A few years back (I don’t recall what year, but it was during the months when crude oil was a significant driver of the YM) there was very, very little bond trade for a few months. I remember contemplating adding a few more markets to trade; it was that slow. Then Lehman and Bear and Fannie and Freddie and AIG et al. came along and we had markets even the graybeards on the floor never experienced before.
I’m not saying next week’s FOMC does all that – but I do think the match is being lit.
And that why what the old floor veteran said today really got my attention and why I shared it with the MTS room. For those who missed it, he said: Know when to trade big, trade small, or not at all. Important lessons I’m still trying to master.

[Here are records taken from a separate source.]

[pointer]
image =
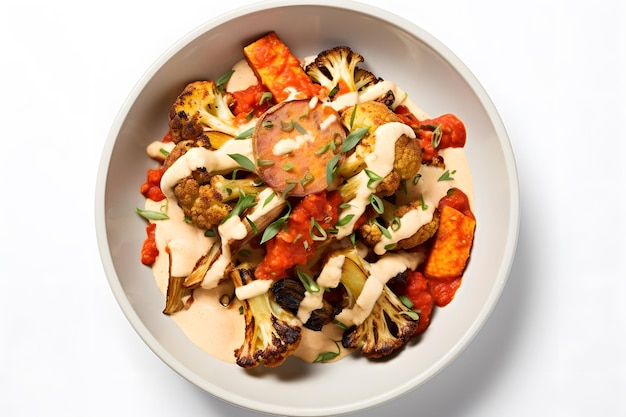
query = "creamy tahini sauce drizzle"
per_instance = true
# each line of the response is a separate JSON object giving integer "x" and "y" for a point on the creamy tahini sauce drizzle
{"x": 387, "y": 267}
{"x": 187, "y": 243}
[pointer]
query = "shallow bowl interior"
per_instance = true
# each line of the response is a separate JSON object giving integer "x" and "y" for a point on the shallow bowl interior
{"x": 394, "y": 49}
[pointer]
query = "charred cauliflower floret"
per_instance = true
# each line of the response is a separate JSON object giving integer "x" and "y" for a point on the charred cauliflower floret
{"x": 336, "y": 70}
{"x": 206, "y": 200}
{"x": 390, "y": 324}
{"x": 372, "y": 115}
{"x": 271, "y": 333}
{"x": 183, "y": 146}
{"x": 201, "y": 106}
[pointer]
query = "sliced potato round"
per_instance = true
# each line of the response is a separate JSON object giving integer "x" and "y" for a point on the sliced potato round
{"x": 295, "y": 143}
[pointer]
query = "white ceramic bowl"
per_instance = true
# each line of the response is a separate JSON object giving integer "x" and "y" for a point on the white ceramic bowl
{"x": 394, "y": 49}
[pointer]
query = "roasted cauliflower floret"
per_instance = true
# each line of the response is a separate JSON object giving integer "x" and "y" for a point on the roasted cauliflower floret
{"x": 372, "y": 115}
{"x": 336, "y": 70}
{"x": 183, "y": 146}
{"x": 271, "y": 333}
{"x": 206, "y": 200}
{"x": 201, "y": 106}
{"x": 390, "y": 324}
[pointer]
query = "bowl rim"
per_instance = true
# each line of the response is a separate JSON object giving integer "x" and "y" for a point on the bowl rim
{"x": 378, "y": 14}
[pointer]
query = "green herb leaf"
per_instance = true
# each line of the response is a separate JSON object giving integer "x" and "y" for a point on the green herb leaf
{"x": 276, "y": 226}
{"x": 308, "y": 177}
{"x": 243, "y": 160}
{"x": 437, "y": 134}
{"x": 374, "y": 178}
{"x": 152, "y": 215}
{"x": 406, "y": 301}
{"x": 377, "y": 204}
{"x": 244, "y": 202}
{"x": 309, "y": 283}
{"x": 269, "y": 199}
{"x": 327, "y": 356}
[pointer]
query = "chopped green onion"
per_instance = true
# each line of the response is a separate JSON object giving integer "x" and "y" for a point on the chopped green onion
{"x": 327, "y": 356}
{"x": 299, "y": 128}
{"x": 308, "y": 177}
{"x": 286, "y": 126}
{"x": 152, "y": 215}
{"x": 353, "y": 116}
{"x": 255, "y": 229}
{"x": 221, "y": 81}
{"x": 447, "y": 176}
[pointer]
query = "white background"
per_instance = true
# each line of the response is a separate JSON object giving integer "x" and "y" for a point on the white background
{"x": 555, "y": 344}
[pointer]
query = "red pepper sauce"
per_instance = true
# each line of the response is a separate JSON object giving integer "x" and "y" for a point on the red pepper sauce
{"x": 446, "y": 131}
{"x": 250, "y": 103}
{"x": 151, "y": 188}
{"x": 297, "y": 243}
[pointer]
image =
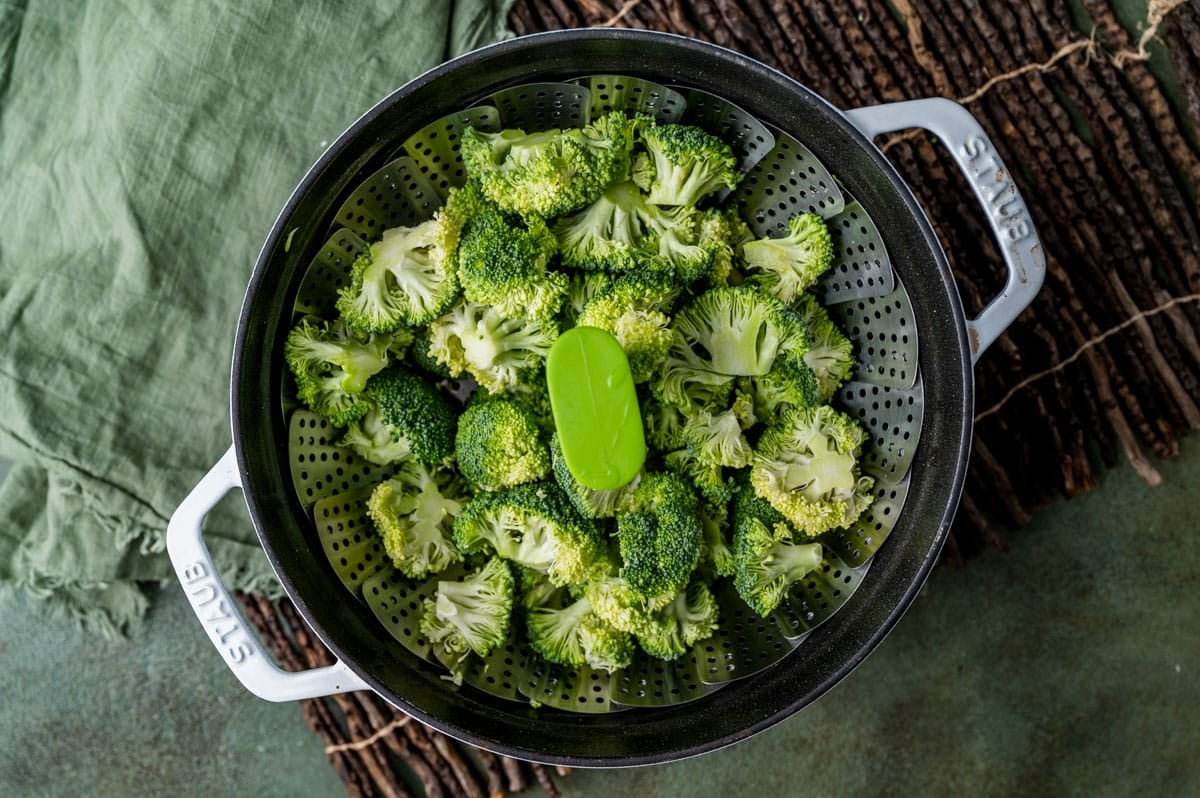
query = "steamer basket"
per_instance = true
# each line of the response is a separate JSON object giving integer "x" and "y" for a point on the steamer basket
{"x": 889, "y": 291}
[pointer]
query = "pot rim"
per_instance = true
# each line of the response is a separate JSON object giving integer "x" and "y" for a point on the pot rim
{"x": 725, "y": 58}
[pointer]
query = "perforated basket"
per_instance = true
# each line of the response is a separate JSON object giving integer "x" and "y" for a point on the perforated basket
{"x": 783, "y": 178}
{"x": 891, "y": 291}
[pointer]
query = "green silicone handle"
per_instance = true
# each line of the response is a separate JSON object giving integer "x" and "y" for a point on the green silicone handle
{"x": 595, "y": 411}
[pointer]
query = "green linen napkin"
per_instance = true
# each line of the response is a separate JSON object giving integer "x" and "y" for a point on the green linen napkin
{"x": 145, "y": 148}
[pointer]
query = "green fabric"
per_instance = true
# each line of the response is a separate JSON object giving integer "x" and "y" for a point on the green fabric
{"x": 145, "y": 150}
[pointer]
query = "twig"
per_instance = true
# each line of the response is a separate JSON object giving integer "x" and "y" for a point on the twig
{"x": 625, "y": 7}
{"x": 1087, "y": 345}
{"x": 1155, "y": 16}
{"x": 359, "y": 744}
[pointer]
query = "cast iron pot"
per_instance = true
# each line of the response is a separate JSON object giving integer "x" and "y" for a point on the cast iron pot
{"x": 367, "y": 659}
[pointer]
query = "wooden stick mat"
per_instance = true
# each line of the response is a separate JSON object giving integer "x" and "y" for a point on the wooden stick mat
{"x": 1099, "y": 118}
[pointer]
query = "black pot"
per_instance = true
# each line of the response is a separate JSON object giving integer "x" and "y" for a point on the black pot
{"x": 949, "y": 343}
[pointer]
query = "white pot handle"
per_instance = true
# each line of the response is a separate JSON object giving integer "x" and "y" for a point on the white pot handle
{"x": 993, "y": 185}
{"x": 219, "y": 612}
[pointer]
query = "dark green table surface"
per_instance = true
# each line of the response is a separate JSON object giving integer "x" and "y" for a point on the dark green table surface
{"x": 1066, "y": 666}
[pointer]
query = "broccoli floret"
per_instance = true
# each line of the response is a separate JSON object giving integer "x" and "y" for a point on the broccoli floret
{"x": 706, "y": 475}
{"x": 767, "y": 558}
{"x": 581, "y": 289}
{"x": 411, "y": 414}
{"x": 535, "y": 526}
{"x": 496, "y": 349}
{"x": 575, "y": 636}
{"x": 498, "y": 444}
{"x": 611, "y": 233}
{"x": 807, "y": 466}
{"x": 414, "y": 514}
{"x": 659, "y": 538}
{"x": 790, "y": 383}
{"x": 420, "y": 358}
{"x": 735, "y": 331}
{"x": 589, "y": 502}
{"x": 331, "y": 367}
{"x": 615, "y": 600}
{"x": 502, "y": 262}
{"x": 724, "y": 233}
{"x": 742, "y": 407}
{"x": 664, "y": 424}
{"x": 643, "y": 335}
{"x": 371, "y": 438}
{"x": 681, "y": 250}
{"x": 718, "y": 551}
{"x": 718, "y": 438}
{"x": 405, "y": 279}
{"x": 723, "y": 334}
{"x": 684, "y": 163}
{"x": 534, "y": 588}
{"x": 789, "y": 265}
{"x": 690, "y": 617}
{"x": 549, "y": 173}
{"x": 832, "y": 354}
{"x": 468, "y": 616}
{"x": 631, "y": 311}
{"x": 531, "y": 393}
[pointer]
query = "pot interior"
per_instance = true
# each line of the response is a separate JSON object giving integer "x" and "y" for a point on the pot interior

This from a guy who is a great stock option player who had a cup of tea in the Dow pit before moving to the screen. (I stood by him in the Dow pit in the late ’90s.) He’s been trading since his teens – but note he says ‘still trying to master.” I have to add, this guy races boats and cars and flies airplanes -and he told me the toughest thing he ever did was trading.
It’s 2:55pm CT Wednesday, my bond and note levels are ready for tonight/tomorrow – and I’m waiting for the SPs to close. It looks like there will not be any MiM trade; I see a discussion about the lack of volume.
So for 10YR notes on Thursday pivot off 124.045; it will provide us with direction. If the bulls can edge trade up through 124.205 they can test resistance at 124.26. The bears will do better if they can take out support (GOOD support) at 123.235; I will favor that move to target 123.05.
Vikram will likely email me and ask if I want to include a chart with this. I talked to a group on my break today and they asked about charts. Charts are useful to me in mainly two ways: when I prepare for the next session(s), and in the course of the day to verify high/low prints (especially in a busy market). Sure, as the day unfolds I’ll watch to see how a chart forms…but I think newer traders need to know: No one in the financial pit (read pros) is looking at charts. Wean yourself off them! If you are new to trading, don’t get addicted to them! The quest for “show me a chart” reminds me of the guy who is given a Lamborghini, $50k, a month to play with it, and told to go to Vegas. And he won’t leave until he makes sure it has a GPS and AAA sends him a route.